Nesse processo, decisões políticas definem quem serão os beneficiários e quem terá parte de sua renda redistribuída. Musgrave reconhece que a distribuição é um dos pontos de maior controvérsia na política fiscal, especialmente no que se refere aos pagamentos de transferência.

 

Os principais instrumentos utilizados incluem:

  • tributação sobre renda ou propriedade, progressiva ou não: um tributo é progressivo quando aumenta conforme cresce a renda ou o patrimônio (quem tem mais paga mais, e quem tem menos paga menos);
  • transferências e subsídios, diretos ou indiretos;
  • oferta de rendas mínimas, serviços e bens públicos.

 

A definição do padrão de redistribuição depende diretamente do sistema de decisão política, da participação social e da capacidade de vocalização das demandas.

                                                                                                                                                                                      Função estabilizadora

A função estabilizadora envolve o uso da política orçamentária para manter níveis adequados de emprego, estabilidade de preços, equilíbrio na balança de pagamentos e crescimento econômico sustentável.

 

No mercado, tais parâmetros são resultado das decisões de agentes econômicos, dadas suas preferências e condições macroeconômicas. No setor público, são fruto de decisões políticas que definem os níveis desejados e utilizam instrumentos fiscais para alcançá-los.

 

O Estado pode, por exemplo, aumentar ou reduzir gastos públicos para influenciar o emprego e os preços (prática conhecida como política fiscal).

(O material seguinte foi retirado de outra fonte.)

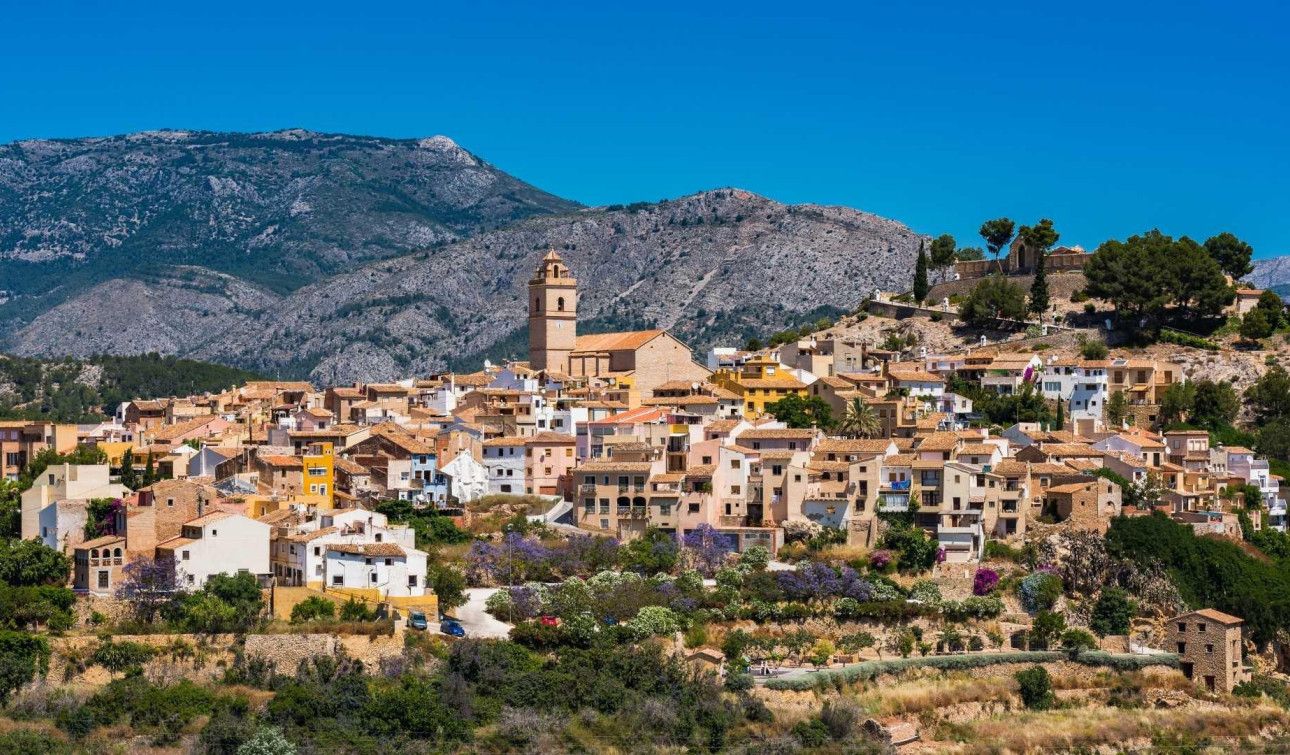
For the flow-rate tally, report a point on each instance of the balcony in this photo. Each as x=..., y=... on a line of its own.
x=893, y=502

Segundo Musgrave, quanto maior o déficit ou menor o superávit, maiores serão os efeitos das medidas orçamentárias sobre a demanda, especialmente quando os gastos do governo são elevados.

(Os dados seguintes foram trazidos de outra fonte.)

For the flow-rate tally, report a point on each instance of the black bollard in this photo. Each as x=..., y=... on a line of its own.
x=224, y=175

                                                                                                                                                                                   Corrente clássica e críticas

As funções fiscais propostas por Musgrave se alinham à corrente teórica clássica, que reúne neoclássicos e keynesianos, defensores da intervenção estatal para corrigir falhas de mercado, promover estabilidade macroeconômica e redistribuir renda.

 

A Constituição Federal de 1988 incorpora essa perspectiva, ao prever, por exemplo, que cabe ao Estado oferecer educação básica e manter o serviço postal.

 

Correntes críticas, como a Teoria da Escolha Pública (James Buchanan) e a Teoria Anarco-Capitalista (David Friedman), rejeitam as funções de Musgrave, argumentando que a intervenção estatal pode ser prejudicial ao bem-estar social, por estar sujeita à apropriação por grupos de interesse e a ineficiências alocativas.